How IRS Form 8833 is an Expatriate Tax Trap
Form 8833 Expatriation Tax Trap: The United States has entered into income tax and estate tax treaties with more than 50 countries. When a U.S. Person wants to rely on a treaty position involving taxes, they will file a Form 8833 — unless an 8833 form exception applies and the form is not required.
There are many reasons to take a treaty position.
One reason U.S. persons take a treaty position is to seek being treated as a foreign resident for U.S. tax purposes.
But, when it comes to expatriation there is a Form 8833 Expatriation Tax Trap to be aware of.
Purpose of IRS Form 8833
There are several purposes of the form, but when it comes to dual-residents (not “dual-citizens” per se), the form provides the following:
The form must also be used by dual-resident taxpayers (defined later) to make the treaty-based return position disclosure required by Regulations section 301.7701(b)-7.
A separate form is required annually for each treaty-based return position taken by the taxpayer, although a taxpayer may treat payments or income items of the same type received from the same payor as a single item for reporting purposes.
Regulations section 301.7701(b)-7
“(a) Consistency requirement
The application of this section shall be limited to an alien individual who is a dual resident taxpayer pursuant to a provision of a treaty that provides for resolution of conflicting claims of residence by the United States and its treaty partner.
A “dual resident taxpayer” is an individual who is considered a resident of the United States pursuant to the internal laws of the United States and also a resident of a treaty country pursuant to the treaty partner’s internal laws.
If the alien individual determines that he or she is a resident of the foreign country for treaty purposes, and the alien individual claims a treaty benefit (as a nonresident of the United States) so as to reduce the individual’s United States income tax liability with respect to any item of income covered by an applicable tax convention during a taxable year in which the individual was considered a dual resident taxpayer, then that individual shall be treated as a nonresident alien of the United States for purposes of computing that individual’s United States income tax liability under the provisions of the Internal Revenue Code and the regulations thereunder (including the withholding provisions of section 1441 and the regulations under that section in cases in which the dual resident taxpayer is the recipient of income subject to withholding) with respect to that portion of the taxable year the individual was considered a dual resident taxpayer.”

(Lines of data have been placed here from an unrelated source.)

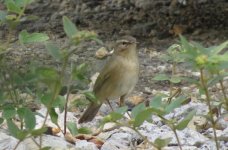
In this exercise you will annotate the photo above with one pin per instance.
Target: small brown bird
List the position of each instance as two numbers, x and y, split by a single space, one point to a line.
118 77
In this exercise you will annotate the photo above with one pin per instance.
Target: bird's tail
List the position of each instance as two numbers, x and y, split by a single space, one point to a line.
90 113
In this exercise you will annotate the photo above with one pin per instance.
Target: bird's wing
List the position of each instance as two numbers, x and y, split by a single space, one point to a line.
106 73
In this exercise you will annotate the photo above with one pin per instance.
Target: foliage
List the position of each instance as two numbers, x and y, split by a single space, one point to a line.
209 62
40 82
45 83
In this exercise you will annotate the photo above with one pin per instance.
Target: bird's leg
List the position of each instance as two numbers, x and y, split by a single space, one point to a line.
122 98
109 104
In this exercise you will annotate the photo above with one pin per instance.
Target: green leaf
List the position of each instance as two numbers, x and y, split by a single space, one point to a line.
112 117
27 38
69 27
174 104
58 102
137 109
162 142
73 128
47 73
38 132
161 77
175 79
141 117
121 110
46 99
183 124
217 49
156 102
8 112
22 3
54 51
79 72
12 7
54 116
14 131
185 44
21 113
116 116
30 120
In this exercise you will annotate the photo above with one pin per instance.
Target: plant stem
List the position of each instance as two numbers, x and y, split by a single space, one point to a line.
224 94
178 140
208 100
66 108
17 145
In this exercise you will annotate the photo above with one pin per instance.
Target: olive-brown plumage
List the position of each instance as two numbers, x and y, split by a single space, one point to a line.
118 77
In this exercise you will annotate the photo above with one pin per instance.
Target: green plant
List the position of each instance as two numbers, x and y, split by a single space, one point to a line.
40 83
212 64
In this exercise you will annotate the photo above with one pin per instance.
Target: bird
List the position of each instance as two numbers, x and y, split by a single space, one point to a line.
118 77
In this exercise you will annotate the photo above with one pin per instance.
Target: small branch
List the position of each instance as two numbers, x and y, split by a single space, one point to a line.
224 94
208 100
178 140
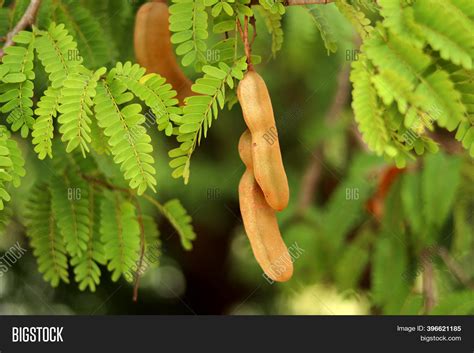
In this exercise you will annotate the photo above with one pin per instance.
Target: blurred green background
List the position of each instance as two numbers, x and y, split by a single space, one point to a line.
351 262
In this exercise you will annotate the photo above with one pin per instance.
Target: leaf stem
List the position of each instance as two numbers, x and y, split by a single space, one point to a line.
27 19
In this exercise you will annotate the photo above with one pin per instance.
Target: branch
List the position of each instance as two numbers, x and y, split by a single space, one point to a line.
455 269
313 171
307 2
142 249
298 2
27 20
429 285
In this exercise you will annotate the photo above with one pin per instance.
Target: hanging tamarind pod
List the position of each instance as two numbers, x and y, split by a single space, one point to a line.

Expatriation from the U.S is the process of relinquishing U.S. Citizenship or Lawful Permanent Resident Status. Some expatriates, who are considered covered expatriates may become subject to an exit tax and complete a Form 8854.
Two categories of filers may fall into the covered expatriate category:
- U.S. Citizens
- Legal Permanent Residents (8 of the last 15 years)

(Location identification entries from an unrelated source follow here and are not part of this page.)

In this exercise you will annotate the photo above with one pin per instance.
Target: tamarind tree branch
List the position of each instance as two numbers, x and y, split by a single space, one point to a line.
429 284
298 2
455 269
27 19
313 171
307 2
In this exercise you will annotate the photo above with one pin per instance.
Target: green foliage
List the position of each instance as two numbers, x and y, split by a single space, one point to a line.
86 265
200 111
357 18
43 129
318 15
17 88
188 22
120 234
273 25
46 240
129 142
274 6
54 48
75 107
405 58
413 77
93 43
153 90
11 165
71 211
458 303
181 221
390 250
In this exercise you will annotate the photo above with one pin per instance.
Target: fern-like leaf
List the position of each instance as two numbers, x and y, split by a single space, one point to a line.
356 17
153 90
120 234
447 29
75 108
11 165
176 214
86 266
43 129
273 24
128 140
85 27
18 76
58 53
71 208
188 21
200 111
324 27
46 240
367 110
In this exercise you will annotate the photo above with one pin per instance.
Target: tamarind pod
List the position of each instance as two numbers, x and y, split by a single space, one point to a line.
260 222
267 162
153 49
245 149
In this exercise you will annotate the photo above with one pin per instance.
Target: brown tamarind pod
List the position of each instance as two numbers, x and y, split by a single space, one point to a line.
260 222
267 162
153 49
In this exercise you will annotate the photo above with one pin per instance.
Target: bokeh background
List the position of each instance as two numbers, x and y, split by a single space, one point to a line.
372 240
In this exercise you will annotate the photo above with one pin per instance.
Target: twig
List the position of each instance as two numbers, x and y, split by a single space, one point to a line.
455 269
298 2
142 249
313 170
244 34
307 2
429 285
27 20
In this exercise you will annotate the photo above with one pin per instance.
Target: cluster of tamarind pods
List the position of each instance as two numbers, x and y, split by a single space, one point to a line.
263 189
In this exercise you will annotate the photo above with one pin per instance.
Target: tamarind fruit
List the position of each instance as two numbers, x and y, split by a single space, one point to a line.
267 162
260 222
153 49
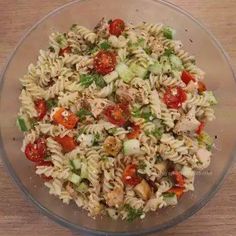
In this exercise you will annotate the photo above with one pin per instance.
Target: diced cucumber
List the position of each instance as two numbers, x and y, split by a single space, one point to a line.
187 172
82 188
175 62
84 170
124 72
164 60
23 123
170 199
131 147
168 32
155 68
75 179
138 70
166 68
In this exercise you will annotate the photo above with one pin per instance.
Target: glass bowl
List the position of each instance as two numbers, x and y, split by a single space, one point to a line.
196 39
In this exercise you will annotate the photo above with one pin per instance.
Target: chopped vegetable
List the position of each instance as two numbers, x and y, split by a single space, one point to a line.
86 80
104 62
186 77
130 175
68 143
143 190
117 114
112 145
116 27
65 118
201 87
36 151
138 70
174 97
131 147
132 213
125 72
134 131
105 45
168 32
82 113
155 68
41 108
64 51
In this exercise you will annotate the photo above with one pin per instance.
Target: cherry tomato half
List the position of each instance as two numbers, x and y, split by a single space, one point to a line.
186 77
130 176
178 178
104 62
134 132
201 87
116 27
65 118
200 128
36 151
41 108
117 114
174 97
64 51
177 190
68 143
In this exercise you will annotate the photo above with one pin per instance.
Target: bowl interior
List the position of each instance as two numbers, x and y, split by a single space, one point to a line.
196 40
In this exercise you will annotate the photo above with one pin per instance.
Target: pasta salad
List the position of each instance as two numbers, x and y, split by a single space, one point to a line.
113 118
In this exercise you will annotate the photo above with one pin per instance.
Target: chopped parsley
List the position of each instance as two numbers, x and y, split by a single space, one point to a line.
132 213
82 113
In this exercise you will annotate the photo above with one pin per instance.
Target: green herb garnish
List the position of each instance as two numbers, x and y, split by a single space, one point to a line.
132 213
168 194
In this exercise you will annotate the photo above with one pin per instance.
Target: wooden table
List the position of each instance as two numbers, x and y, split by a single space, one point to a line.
18 216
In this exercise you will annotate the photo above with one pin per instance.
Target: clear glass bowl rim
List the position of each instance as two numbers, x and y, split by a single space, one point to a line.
84 230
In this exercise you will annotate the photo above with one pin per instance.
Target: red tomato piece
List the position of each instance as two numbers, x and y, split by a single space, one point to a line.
68 143
201 87
104 62
64 50
36 151
116 27
135 131
178 178
177 190
130 176
200 128
174 97
65 118
44 163
41 108
186 77
117 114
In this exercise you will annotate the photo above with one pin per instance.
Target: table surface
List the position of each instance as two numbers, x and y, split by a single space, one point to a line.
17 215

While a U.S. citizen will always have to conduct the covered expatriate analyses, only LONG-TERM PERMANENT Residents can qualify.
8 of the last 15 Years
To avoid the covered expatriate conundrum, an LPR can avoid LTR status by not meeting the definition of long-term. And, any year you claims foreign residence under a treaty can help eliminate that year as counting towards the 8 of 15 years.
Exception to Green Card Status
“You aren’t treated as a lawful permanent resident if you commenced to be treated as a resident of a foreign country under a tax treaty, didn’t waive the benefits of such treaty applicable to foreign residents, and notified the IRS of such a position on a Form 8833 attached to a timely filed income tax return.”
Here is the Kicker
If you were already an LTR at the time you commence to be treated as a resident of such foreign treaty country, then you will be treated as having expatriated as of that date.”
Form 8833 Termination of U.S. Residency
When a person claims they are a non-resident, they enjoy certain tax benefits, but, if you terminate U.S. residency once you are an LTR, you have triggered the 877A tax rules.
As provided by Form 8833:
“Termination of U.S. Residency If you are a dual-resident taxpayer and a long-term resident (LTR) and you are filing this form to be treated as a resident of a foreign country for purposes of claiming benefits under an applicable U.S. income tax treaty, you will be deemed to have terminated your U.S. residency status for federal income tax purposes.
Because you are terminating your U.S. residency status, you may be subject to tax under section 877A and you must file Form 8854, Initial and Annual Expatriation Statement.
You are an LTR if you were a lawful permanent resident of the United States in at least 8 of the last 15 tax years ending with the year your status as an LTR ends. For additional information, see the Instructions for Form 8854, Initial and Annual Expatriation Statement, and Pub. 519, U.S. Tax Guide for Aliens.”
Why is this important?
Because you cannot go back and initiate “exit tax planning” after you have expatriated. If you go ahead and claim treaty benefits after you are considered an LTR, then you are deemed to have expatriated on that day.
This could cause a serious financial burden, especially in light of:
- Exchange Rates
- Deemed Distributions for ineligible pensions and tax deferred accounts.